This feature can also be used for splitting hashrate across multiple KHeavyHash coins at once


Branding/Logo replacement

The 'PbFarmer' logo can be replaced with a branding image of your choice. The image format should be a 112x60 PNG.



Stability and security improvements

Primary pool health monitor

Health-check loop run on primary pool availability. If miner has switched to one of the secondary pools for any reason, you will be switched back to your primary pool as soon as it becomes available again.


Fix for web server crashes

Replaced stock web server with updated and production environment targeted version, added cache/memory control configuration, and fixed memory leaks. This should address the issues seen by users of HiveOS and other external monitoring tools that caused the web server to crash after too many page loads (resulting in the ASIC UI being unavailable.)


New auth/auth routines

The authentication and authorization controls have been completely replaced, and all traffic redirected over https.

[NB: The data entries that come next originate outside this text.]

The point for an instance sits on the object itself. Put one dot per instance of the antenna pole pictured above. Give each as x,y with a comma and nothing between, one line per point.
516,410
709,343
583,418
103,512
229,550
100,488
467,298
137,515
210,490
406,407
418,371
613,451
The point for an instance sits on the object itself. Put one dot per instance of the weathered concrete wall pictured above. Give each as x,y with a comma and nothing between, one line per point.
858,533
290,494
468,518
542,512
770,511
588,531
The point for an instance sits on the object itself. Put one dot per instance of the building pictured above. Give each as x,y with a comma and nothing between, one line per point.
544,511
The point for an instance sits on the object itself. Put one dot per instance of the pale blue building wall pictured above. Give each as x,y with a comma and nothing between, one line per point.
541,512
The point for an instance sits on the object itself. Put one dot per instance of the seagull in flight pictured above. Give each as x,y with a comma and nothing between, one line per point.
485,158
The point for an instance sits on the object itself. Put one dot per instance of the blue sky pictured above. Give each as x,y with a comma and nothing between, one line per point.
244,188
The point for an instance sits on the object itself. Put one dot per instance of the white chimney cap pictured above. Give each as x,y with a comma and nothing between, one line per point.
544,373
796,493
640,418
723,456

This means forwarding the http(s) traffic through your firewall for off-site monitoring should be much safer (though I would still not necessarily recommend this - simply due to best security practices...) Login is no longer transmitted over unsecured http, and people can no longer hijack your asic simply by setting a cookie to skip login. The random 'login incorrect' messages due to file system corruption should also be a thing of the past. Please keep in mind this will mean your password will be reset to stock default after first installing. Also, the first boot after installation will take 2+ minutes, as the machine generates the TLS certificates.

Additionally the redesigned API has been secured w/ an access token, through which granular permissions can be assigned. Tokens should be included with API requests in a header of the form 'Authorization: Bearer \<token>'.

Account Page

Just as you would update the login password, PLEASE DELETE/REPLACE THIS API TOKEN if you plan on exposing your machine publicly, as it is the same across all machines by default.

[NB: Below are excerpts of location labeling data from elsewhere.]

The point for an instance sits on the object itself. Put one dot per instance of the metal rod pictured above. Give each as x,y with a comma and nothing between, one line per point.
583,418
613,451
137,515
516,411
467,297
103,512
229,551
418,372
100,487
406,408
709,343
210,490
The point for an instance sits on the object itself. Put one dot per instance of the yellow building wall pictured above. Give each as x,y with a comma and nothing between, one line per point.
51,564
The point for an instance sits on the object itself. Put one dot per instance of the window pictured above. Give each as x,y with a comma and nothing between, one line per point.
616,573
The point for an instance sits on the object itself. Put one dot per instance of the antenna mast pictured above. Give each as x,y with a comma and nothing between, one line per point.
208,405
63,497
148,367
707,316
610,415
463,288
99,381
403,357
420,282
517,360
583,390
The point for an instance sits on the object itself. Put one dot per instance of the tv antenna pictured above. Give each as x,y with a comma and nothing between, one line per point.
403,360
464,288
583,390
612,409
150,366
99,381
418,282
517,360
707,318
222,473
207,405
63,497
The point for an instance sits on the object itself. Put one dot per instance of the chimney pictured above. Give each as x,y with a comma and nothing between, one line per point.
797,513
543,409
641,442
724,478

TLS certificate management

The TLS certificates (and certificate authority) for https are automatically generated on the ASIC, meaning they will cause 'Not secure' warnings in your browser since they are not from a well known authority. While harmless, these warnings can be annoying, so the firmware provides the ability to download the CA certificate so it can be uploaded into your browsers certificate store.

TLS Certs

To do so in Chrome, for instance, go to chrome://settings/security, click on 'Manage Certificates', select the 'Trusted Root Certification Authorities' tab (or just 'Authorities' for Linux), and click on the import button. After restarting your browser, you should no longer see the 'Not secure' warning.

If you have multiple ASICs, you will have a different CA for each by default. However, instead of adding each of these to your browser(s) or other devices, you can propagate a single CA across all ASICs by downloading both the CA certificate and CA key from one ASIC, uploading both files to all of your other ASICs, then regenerating the certificate on each of those other ASICs.

If you access your ASIC via a domain name or multiple IPs, you can also add these to the TLS certificate by listing them in the 'Regenerate certificate' field and clicking 'regenerate'.


Healthcheck loop

A healthcheck loop has been added, which will automatically restart the miner or web server should either crash for any reason.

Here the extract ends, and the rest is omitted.